Adverts for junk food will be banned across the entire Transport for London network from 25 February 2019, Sadiq Khan has confirmed.
Buses, the underground, overground, trams and river services will all be unable to show advertising of foods which are high in fat, salt or sugar. The move comes following a public consultation, which began in May, found that Londoners were overwhelming in support of the ban, as the number of overweight and obese children in the capital has increased.
“Child obesity is putting the lives of young Londoners at risk and placing huge pressure on our already strained health service," Khan said.
"It is absolutely imperative that we take tough action against this ticking timebomb now, and reducing exposure to junk food advertising has a role to play in this - not just for children, but parents, families and carers who buy food and prepare meals.

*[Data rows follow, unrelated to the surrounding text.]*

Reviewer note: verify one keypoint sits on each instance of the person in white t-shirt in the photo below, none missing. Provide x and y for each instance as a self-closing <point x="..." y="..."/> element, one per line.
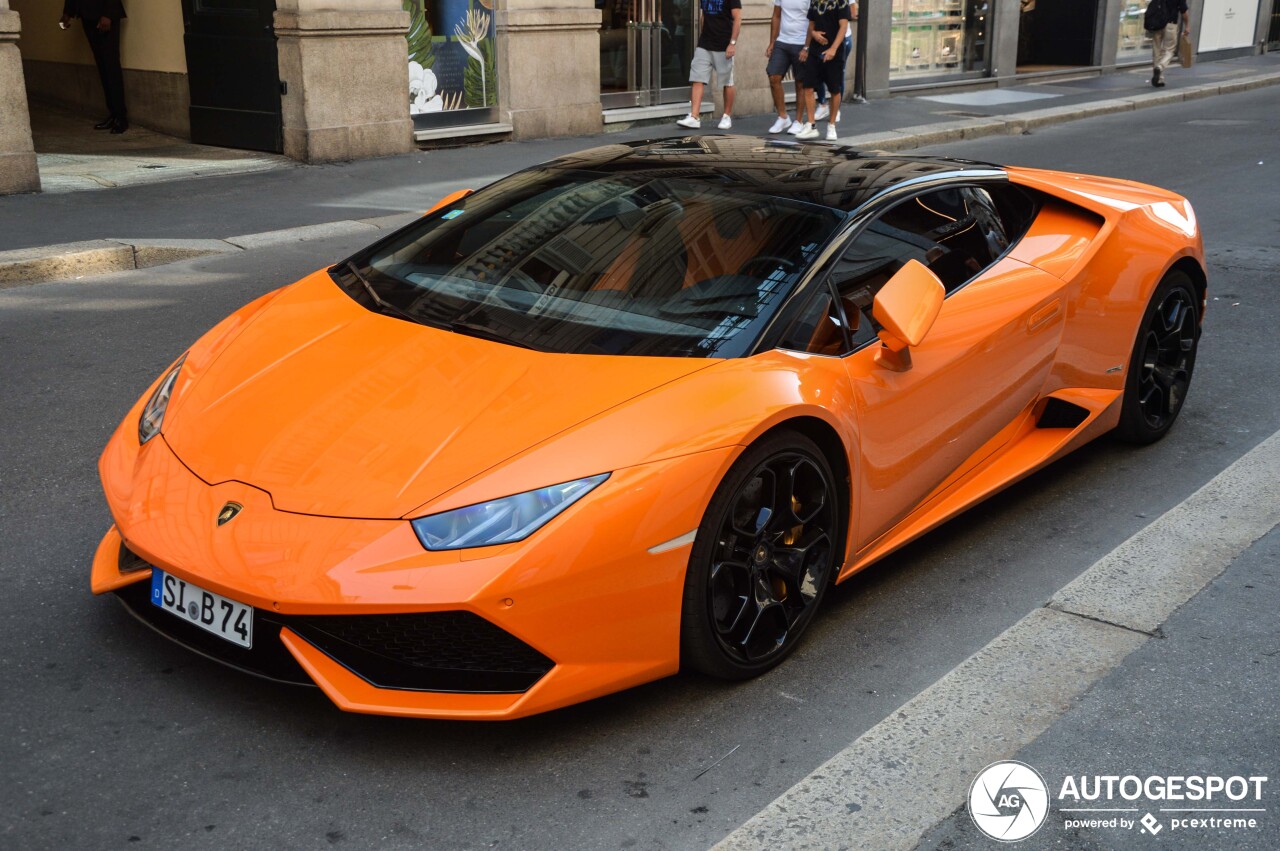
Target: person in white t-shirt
<point x="787" y="35"/>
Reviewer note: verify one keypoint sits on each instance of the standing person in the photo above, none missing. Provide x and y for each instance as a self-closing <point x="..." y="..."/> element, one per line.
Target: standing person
<point x="819" y="94"/>
<point x="828" y="22"/>
<point x="787" y="33"/>
<point x="1161" y="24"/>
<point x="101" y="22"/>
<point x="721" y="21"/>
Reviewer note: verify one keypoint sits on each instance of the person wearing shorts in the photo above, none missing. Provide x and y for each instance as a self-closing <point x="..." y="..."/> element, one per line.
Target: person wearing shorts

“It’s clear that advertising plays a huge part in the choices we make, whether we realise it or not, and Londoners have shown overwhelming support for a ban on adverts for junk food and drink on our transport network.
“It’s completely unacceptable that in a city as prosperous as London, where you live and the amount you earn can have a massive impact on whether you have access to healthy, nutritious food. I’m determined to change this.”
Nearly 40 per cent of the capital’s children aged 10 and 11 are either overweight or obese, making London one of the unhealthiest cities in Europe.
Overall TfL makes £147m a year from advertising annual, with around £20m coming from the food adverts which are set to be banned.
Chef and healthy food campaigner Jamie Oliver said: "This is an amazing move from the Mayor and TfL, and they've got overwhelming support from Londoners who've said loud and clear they want a transport system with healthier ads and messages.”